Resumo

Título do Artigo

TRANSIÇÃO AGROECOLÓGICA E GESTÃO DE DEPENDÊNCIAS: ANÁLISE DOCUMENTAL DE MODELOS ORGANIZACIONAIS COM A TEORIA DA DEPENDÊNCIA DE RECURSOS
Abrir Arquivo

Tema

Gestão Ambiental

Autores

Nome
1 - Kathia Morgana Souza Cardoso
Universidade Federal de Uberlândia - Universidade Federal de Uberlândia / FAGEN/PPGAdm Responsável pela submissão
2 - Cintia Rodrigues de Oliveira
Universidade Federal de Uberlandia - FACULDADE DE GESTÃO E NEGÓCIOS
3 - Jussara Goulart da Silva
- UFU - Universidade Federal de Uberlândia

Reumo

Introdução
A agroecologia tem se consolidado como alternativa crítica ao modelo convencional de agricultura, propondo sistemas sustentáveis baseados na valorização de saberes locais, biodiversidade e justiça social. Diante das limitações da dependência de insumos externos, surgem organizações que buscam modelos produtivos mais autônomos. Este artigo propõe uma análise da transição agroecológica com base na Teoria da Dependência de Recursos, refletindo sobre a gestão de interdependências em contextos regionais.
Problema de Pesquisa e Objetivo
O problema que orienta esta pesquisa é como os modelos organizacionais e agroecológicas equilibram sustentabilidade para superar dependências de recursos em contextos regionais? O objetivo geral é analisar os modelos organizacionais em transições agroecológicas com base na Teoria da Dependência de Recursos (TDR). E como objetivo específico, identificar se as organizações agroecológicas, a partir da TDR, minimizam dependências externas enquanto fortalecem a sustentabilidade.
Fundamentação Teórica
A fundamentação articula a Teoria da Dependência de Recursos, que analisa como organizações gerenciam recursos críticos em ambientes externos, com os princípios da agroecologia, que propõem autonomia produtiva e valorização de saberes locais. A TDR oferece subsídios para entender como organizações agroecológicas reduzem vulnerabilidades, enquanto a agroecologia atribuir um novo significado a dependências por meio de redes locais, políticas públicas e estratégias de sustentabilidade em pequena escala.
Metodologia
Este estudo adotou abordagem qualitativa com pesquisa documental, analisando documentos oficiais, relatórios institucionais e publicações acadêmicas relacionadas a organizações agroflorestais. Foram selecionados documentos do governo, órgãos ambientais e associações agroecológicas para examinar a contribuição dos sistemas agroflorestais ao desenvolvimento regional sustentável, integrando as dimensões ambiental, social e econômica da sustentabilidade.A seleção dos documentos foi realizada entre os meses de março e julho de 2025.
Análise e Discussão dos Resultados
A análise documental revelou que os sistemas agroflorestais fortalecem a sustentabilidade regional ao promover a conservação ambiental, inclusão social e geração de renda nas propriedades rurais.
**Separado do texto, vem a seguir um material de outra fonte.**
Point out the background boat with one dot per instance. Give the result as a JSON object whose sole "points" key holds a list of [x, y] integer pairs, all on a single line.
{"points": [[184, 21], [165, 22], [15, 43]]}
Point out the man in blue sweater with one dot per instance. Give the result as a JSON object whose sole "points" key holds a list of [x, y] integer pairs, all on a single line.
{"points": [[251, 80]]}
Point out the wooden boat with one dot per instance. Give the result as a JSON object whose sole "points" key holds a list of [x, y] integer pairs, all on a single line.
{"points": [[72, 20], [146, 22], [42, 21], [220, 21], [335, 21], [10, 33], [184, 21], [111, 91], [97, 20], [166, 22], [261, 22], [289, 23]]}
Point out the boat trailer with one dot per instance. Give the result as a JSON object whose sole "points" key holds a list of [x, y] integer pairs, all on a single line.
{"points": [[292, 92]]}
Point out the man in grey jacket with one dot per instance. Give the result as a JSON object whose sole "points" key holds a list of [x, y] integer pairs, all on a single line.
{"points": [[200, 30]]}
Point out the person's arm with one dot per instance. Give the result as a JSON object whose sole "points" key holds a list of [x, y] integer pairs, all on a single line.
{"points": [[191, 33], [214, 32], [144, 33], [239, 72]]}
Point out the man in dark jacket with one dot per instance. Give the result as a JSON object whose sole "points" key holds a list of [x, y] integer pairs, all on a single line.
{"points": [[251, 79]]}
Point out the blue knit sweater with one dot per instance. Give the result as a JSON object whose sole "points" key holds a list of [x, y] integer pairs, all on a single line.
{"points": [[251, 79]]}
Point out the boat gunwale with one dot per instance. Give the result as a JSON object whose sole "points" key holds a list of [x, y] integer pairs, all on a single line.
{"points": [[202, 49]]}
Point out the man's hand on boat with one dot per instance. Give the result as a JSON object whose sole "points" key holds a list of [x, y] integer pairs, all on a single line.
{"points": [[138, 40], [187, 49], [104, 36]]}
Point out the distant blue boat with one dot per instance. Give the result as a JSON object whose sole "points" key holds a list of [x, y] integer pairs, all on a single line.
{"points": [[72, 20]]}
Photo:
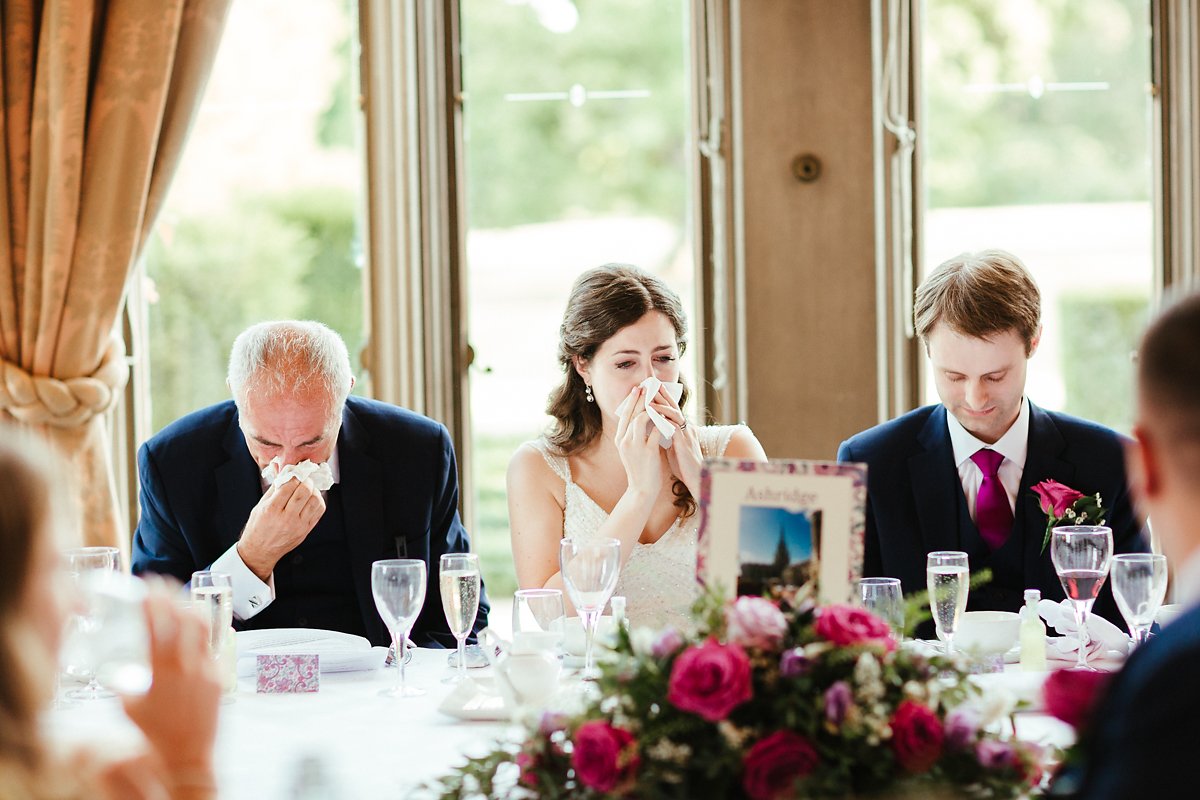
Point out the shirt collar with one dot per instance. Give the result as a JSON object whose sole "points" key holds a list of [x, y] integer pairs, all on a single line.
{"points": [[1013, 445]]}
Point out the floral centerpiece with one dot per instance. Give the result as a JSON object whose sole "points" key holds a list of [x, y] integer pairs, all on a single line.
{"points": [[765, 699], [1063, 505]]}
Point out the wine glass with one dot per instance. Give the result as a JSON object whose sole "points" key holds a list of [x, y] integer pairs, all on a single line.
{"points": [[399, 590], [538, 619], [88, 567], [459, 581], [883, 597], [1080, 555], [589, 569], [1139, 584], [947, 577]]}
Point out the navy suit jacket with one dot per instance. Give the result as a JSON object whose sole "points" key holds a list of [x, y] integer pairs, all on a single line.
{"points": [[1143, 733], [915, 503], [399, 493]]}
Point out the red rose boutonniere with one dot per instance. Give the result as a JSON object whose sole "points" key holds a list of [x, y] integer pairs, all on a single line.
{"points": [[1063, 505]]}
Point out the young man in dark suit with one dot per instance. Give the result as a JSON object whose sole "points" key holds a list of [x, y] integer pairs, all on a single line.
{"points": [[959, 475], [300, 554], [1143, 740]]}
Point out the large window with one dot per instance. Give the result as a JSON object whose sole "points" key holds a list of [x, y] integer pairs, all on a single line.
{"points": [[1037, 139], [263, 217], [576, 150]]}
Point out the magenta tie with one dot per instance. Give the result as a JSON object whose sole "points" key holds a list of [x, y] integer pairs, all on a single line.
{"points": [[994, 517]]}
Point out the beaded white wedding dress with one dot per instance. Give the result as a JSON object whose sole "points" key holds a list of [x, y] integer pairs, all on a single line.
{"points": [[659, 579]]}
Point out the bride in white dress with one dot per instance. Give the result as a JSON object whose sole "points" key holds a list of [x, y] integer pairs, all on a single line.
{"points": [[598, 474]]}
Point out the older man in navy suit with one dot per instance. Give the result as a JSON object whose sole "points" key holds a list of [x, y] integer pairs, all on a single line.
{"points": [[959, 475], [1143, 735], [299, 553]]}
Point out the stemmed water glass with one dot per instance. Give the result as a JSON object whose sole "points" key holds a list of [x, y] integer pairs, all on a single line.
{"points": [[459, 582], [948, 579], [1139, 584], [399, 590], [589, 569], [88, 569], [1080, 555], [883, 597]]}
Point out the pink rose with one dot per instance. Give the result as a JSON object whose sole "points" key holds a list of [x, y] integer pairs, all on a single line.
{"points": [[756, 623], [604, 757], [916, 737], [1055, 498], [711, 680], [846, 625], [1071, 695], [774, 764]]}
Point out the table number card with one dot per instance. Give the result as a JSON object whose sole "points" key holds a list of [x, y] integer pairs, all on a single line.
{"points": [[288, 674], [781, 522]]}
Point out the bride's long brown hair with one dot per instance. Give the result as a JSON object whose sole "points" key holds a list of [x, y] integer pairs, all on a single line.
{"points": [[603, 301]]}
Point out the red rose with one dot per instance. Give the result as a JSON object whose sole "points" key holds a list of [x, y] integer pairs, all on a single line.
{"points": [[1055, 498], [846, 625], [916, 737], [711, 680], [604, 756], [775, 763], [1071, 695]]}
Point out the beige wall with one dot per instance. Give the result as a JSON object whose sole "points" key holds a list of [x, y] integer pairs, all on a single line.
{"points": [[808, 248]]}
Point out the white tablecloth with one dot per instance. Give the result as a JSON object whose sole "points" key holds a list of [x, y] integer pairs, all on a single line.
{"points": [[370, 746]]}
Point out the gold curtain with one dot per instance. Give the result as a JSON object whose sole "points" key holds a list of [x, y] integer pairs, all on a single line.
{"points": [[96, 97]]}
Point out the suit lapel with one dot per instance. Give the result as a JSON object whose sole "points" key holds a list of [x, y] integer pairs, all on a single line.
{"points": [[239, 488], [935, 482], [361, 486], [1042, 461]]}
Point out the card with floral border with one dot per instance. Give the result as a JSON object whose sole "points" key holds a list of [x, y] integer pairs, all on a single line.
{"points": [[781, 523]]}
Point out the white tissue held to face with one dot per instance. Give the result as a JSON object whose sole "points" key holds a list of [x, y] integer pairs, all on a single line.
{"points": [[652, 384], [319, 475]]}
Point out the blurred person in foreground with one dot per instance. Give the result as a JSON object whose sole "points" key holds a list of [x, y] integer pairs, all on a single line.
{"points": [[369, 481], [1141, 739], [959, 475], [178, 714]]}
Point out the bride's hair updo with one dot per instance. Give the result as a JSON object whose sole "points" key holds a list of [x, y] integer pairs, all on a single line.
{"points": [[603, 301]]}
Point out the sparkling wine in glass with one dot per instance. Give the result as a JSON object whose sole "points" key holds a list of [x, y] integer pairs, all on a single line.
{"points": [[399, 590], [459, 582], [1081, 555], [948, 579], [589, 569], [1139, 584], [89, 567]]}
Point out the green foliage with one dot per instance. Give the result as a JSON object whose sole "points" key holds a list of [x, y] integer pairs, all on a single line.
{"points": [[1099, 335], [1008, 148]]}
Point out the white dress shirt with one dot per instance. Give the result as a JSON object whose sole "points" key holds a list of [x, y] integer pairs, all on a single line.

A legislação vigente e os documentos institucionais ressaltam o papel dos SAFs na mitigação das mudanças climáticas, conservação da biodiversidade e na melhoria das condições socioeconômicas das comunidades rurais, consolidando-os como estratégia de desenvolvimento sustentável.
Considerações Finais
Os resultados indicam que as organizações agroflorestais contribuem significativamente para o desenvolvimento regional sustentável ao integrar as dimensões ambiental, social e econômica. A pesquisa reforça a importância dos sistemas agroflorestais como práticas que promovem inclusão socioambiental e sustentabilidade. Recomenda-se ampliar pesquisas empíricas para avaliar impactos diretos dessas práticas nas regiões rurais brasileiras.
Referências
SÁNCHEZ; ROTUNDO. Teoría de Dependencia de Recursos. Enero-marzo, 2018. DOI: http://dx.doi.org/10.22206/cys.2018.v43i1.pp75-92. ALTIERI. Agroecologia, agri. c. e soberania alim. Revista Nera. 2010. DOI: 10.47946/rnera.v0i16.1362. SENAR. Sistemas Agroflorestais, 2017. IBGE,2017. Análise geográfica dos resultados preliminares do Censo Agropecuário. Lei nº 12.187/2009, Política Nacional sobre Mudança do Clima. Lei nº 12.651/2012, Código Florestal. Outras referências institucionais e documentos oficiais foram utilizados para embasar a análise.